Here, the CroMatcher with the DGWA method achieved better results of recall than the CroMatcher with the Autoweight+++ method for three groups of test cases (No-LC, No-LCS and No-LCI). The CroMatcher with the Autoweight+++ method achieved better results of recall for No-LCP group of test cases while the results are equal for ALL group of test cases. CroMatcher with the DGWA method found more correct correspondences (higher recall value) within the final matching results than CroMatcher with the Autoweight+++ method. However, the results are almost equal for all groups of test cases, therefore it can be assumed that both versions of system produce satisfactory results for the entire Benchmark biblio ontology track. Both versions of system achieve almost equal results for precision too. The result of precision can be seen in Figure 11.
CroMatcher with the Autoweight+++ method achieved better results of precision than CroMatcher with the DGWA method for all groups of test cases (No-LC, No-LCS, No-LCI and No-LCP) except for the group ALL where the systems achieved the same results. Hence, CroMatcher with the Autoweight+++ method reduced the number of false correspondences (higher precision value) within the final matching results a little better than CroMatcher with the DGWA method. However, it is not a significant difference in results of precision between two versions of system and the results of F-Measure, which is the most important measure for the evaluation of the matching process, confirm this equality of two versions of systems. The result of F-measure can be seen in Figure 12.
Here, the CroMatcher with the DGWA method achieved slightly better results of F-Measure than the CroMatcher with the Autoweight+++ method for two groups of test cases (No-LC and No-LCS) while CroMatcher with the Autoweight+++ method achieved slightly better results of F-Measure for No-LCI and No-LCP groups of test cases. The evaluation described above proves the quality of both methods for determining weighted factors. As stated before, although the matching results for the complete Benchmark biblio ontology track produced by two versions of CroMatcher are almost equal, the matching results of these two versions of system for individual test cases within the Benchmark biblio ontology track are quite different. Therefore, it can be assumed that there is still room for improvement when matching Benchmark biblio ontology track which is the reference point for evaluating an ontology matching system.
Furthermore, it is interesting to see the values of weighted factors determined by Autoweight+++ and DGWA methods, while matching the pair of ontologies of the Benchmark biblio ontology track with two versions of CroMatcher system. Although the overall matching results are almost equal, the weighted factors of basic matchers determined by the Autoweight+++ and DGWA methods are completely different. As stated before, CroMatcher [1] system contains three weighted aggregations: the aggregation of string basic matchers, the aggregation of structure basic matchers and the aggregation of aggregated results obtained by the first two aggregations. When the aggregation of string basic matchers is performing, the matching results of five basic matchers (Annotation matcher, Profile matcher, Instance matcher, Additional instance matcher and Constraint matcher) must be aggregated.

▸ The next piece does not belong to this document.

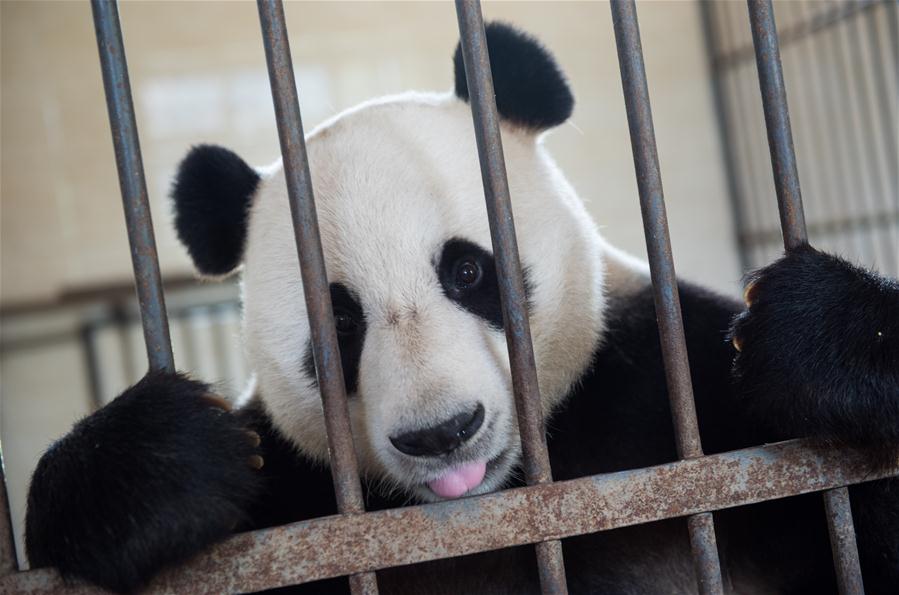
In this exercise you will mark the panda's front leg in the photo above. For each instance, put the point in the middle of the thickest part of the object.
(818, 355)
(818, 352)
(146, 481)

The average values of weighted factors assigned to the string matchers by using methods Autoweight+++ and DGWA, while matching the entire Benchmark biblio ontology track, can be seen in Figure 13.

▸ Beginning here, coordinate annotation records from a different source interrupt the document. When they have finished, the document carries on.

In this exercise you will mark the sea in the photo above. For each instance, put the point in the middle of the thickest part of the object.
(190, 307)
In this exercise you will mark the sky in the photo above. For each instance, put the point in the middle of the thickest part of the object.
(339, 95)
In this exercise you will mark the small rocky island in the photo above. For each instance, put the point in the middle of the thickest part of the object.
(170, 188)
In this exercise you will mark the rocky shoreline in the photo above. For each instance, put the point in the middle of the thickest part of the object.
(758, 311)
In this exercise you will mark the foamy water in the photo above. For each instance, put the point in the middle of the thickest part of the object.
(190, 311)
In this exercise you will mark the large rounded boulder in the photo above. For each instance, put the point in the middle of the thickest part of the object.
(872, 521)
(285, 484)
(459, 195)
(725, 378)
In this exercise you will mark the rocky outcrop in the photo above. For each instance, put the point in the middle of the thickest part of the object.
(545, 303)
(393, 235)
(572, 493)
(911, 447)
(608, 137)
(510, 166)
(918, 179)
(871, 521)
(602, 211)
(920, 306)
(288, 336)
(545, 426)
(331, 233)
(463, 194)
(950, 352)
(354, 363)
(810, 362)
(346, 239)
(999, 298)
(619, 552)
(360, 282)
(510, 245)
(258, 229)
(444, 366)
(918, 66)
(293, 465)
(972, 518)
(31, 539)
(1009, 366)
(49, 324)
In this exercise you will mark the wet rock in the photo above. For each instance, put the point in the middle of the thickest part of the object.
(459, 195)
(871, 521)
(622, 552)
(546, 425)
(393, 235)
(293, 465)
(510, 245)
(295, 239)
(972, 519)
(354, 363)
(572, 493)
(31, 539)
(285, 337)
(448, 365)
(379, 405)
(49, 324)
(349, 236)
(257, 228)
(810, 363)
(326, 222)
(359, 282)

Both methods determine the biggest weighted factor for the Constraint matcher, but the average value of weighted factor of Constraint matcher determined by DGWA method is almost twice as greater than the average value weighted factor of Constraint matcher determined by Autoweight+++ method. The average values of Annotation and Profile matchers determined by Autoweight+++ method are much higher than average values of these matchers determined by the DGWA method. Hence, the values of weighted factors assigned to the string matchers by using aggregation methods Autoweight+++ and DGWA are quite different. Later in this section, the evaluation results show that, although the number of correct correspondences found by two versions of CroMatcher system are almost equal, CroMatcher system with DGWA method finds more reliable correspondences because these correspondences have much higher confidence value than the correspondences found by CroMatcher system with Autoweight+++ method. As the two versions of systems consists of the same components except the method for determining the weighted factors, it can be concluded that the DGWA method (with its determined weighted factors) influences on the values of correspondences found by matching system. In Figure 14. the average values of weighted factors assigned to the structure matchers by using methods Autoweight+++ and DGWA, while matching the entire Benchmark biblio ontology track, are shown. When the aggregation of structure basic matchers is performed within the matching process of CroMatcher system, the matching results of four basic matchers (SuperEntity matcher, SubEntity matcher, Domain matcher and Range matcher) must be aggregated.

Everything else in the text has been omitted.